Je prends alors une profonde inspiration et me rappelle que, si une mélancolie passagère n’est pas mauvaise en soi, il est stérile de ruminer sur la misère du monde. Apprécier sa chance est une chose, mais se sentir coupable d’avoir le réfrigérateur plein, une famille et des amis aimants et un endroit chaleureux où vivre n’aidera personne. Le confort et la joie ne sont pas le fruit du hasard. Il faut les inviter dans sa vie et faire preuve d’une bonne dose de générosité d’esprit (comme l’a appris le fameux Grincheux de Noël) au lieu de se replier sur soi au point de n’avoir pour horizon que son propre nombril.
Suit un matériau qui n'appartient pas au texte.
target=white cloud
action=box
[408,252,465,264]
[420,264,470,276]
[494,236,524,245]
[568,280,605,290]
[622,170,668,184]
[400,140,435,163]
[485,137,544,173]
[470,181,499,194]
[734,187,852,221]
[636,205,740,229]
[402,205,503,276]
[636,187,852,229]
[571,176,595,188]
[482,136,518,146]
Ironiquement, je partage maintenant ma vie avec quelqu’un qui aime Noël. Il ne construit pas de villages enneigés ni ne s’y prend des mois à l’avance pour confectionner des gâteaux et des biscuits fantaisistes. Et il ne porte pas d’affreux chandails tricotés à la main. Mais il possède une importante collection de boules de Noël, insiste pour décorer un arbre vivant et accroche systématiquement des guirlandes lumineuses à l’extérieur — en fredonnant des airs de Noël et en pensant à ses enfants adultes et petits-enfants.
Nous avons transformé mon aversion pour Noël en une plaisanterie commune. On se met tout à coup à chanter Mon beau sapin avec beaucoup de ferveur et on fait semblant de ne pouvoir contrôler nos sanglots. Il faut peut-être en arriver là pour apprécier l’humour noir, mais croyez-moi, il transforme mes larmes en rires et me sort de la déprime.
Un autre ami dépressif s’en sort en se concentrant sur les origines païennes de Noël — l’arbre allumé, signe de vie qui éloigne les mauvais esprits dans les ténèbres de l’hiver. Toutes les décorations vertes qui ornent les couloirs sont chargées de symboles : la couronne est un cercle de vie; le gui, un hommage à l’amour et à la réconciliation.
Je suis sûre que mon père n’a pas toujours aimé Noël après la mort de ma mère. Il a encore vécu 13 ans après elle. Il a fait son deuil avec une dignité tranquille et mené sa propre vie, qu’il appréciait, je crois. Lorsqu’on lui a diagnostiqué un cancer du poumon à l’âge de 86 ans, nous avons tout fait pour l’accompagner. Nous avons passé un Noël modeste ensemble, en tenant compte de la fatigue liée aux traitements de radiothérapie et au cancer lui-même. Il avait peu d’appétit et dormait beaucoup. Nous ne savions pas qu’il lui restait six semaines à vivre, mais nous savions que ce serait probablement notre dernier Noël avec lui.
Après sa mort, lorsque nous avons vidé sa maison, j’ai trouvé plusieurs cadeaux de Noël portant mon nom sous son lit. De toute évidence, il avait oublié de les mettre sous le sapin. L’un d’entre eux était un stylo en argent sculpté de spirales celtiques. Évidemment, j’ai eu mal au cœur, mais il me sera toujours très précieux. Je suis surtout émue à l’idée que, malgré les ravages du cancer, mon père ait trouvé l’énergie de sortir et de choisir soigneusement des cadeaux pour ses filles.
Joie et réconfort. Jusqu’à la fin, il a tenté de nous en prodiguer. Je me fais souvent un devoir de me rappeler cela. Si lui a pu le faire, je le peux aussi.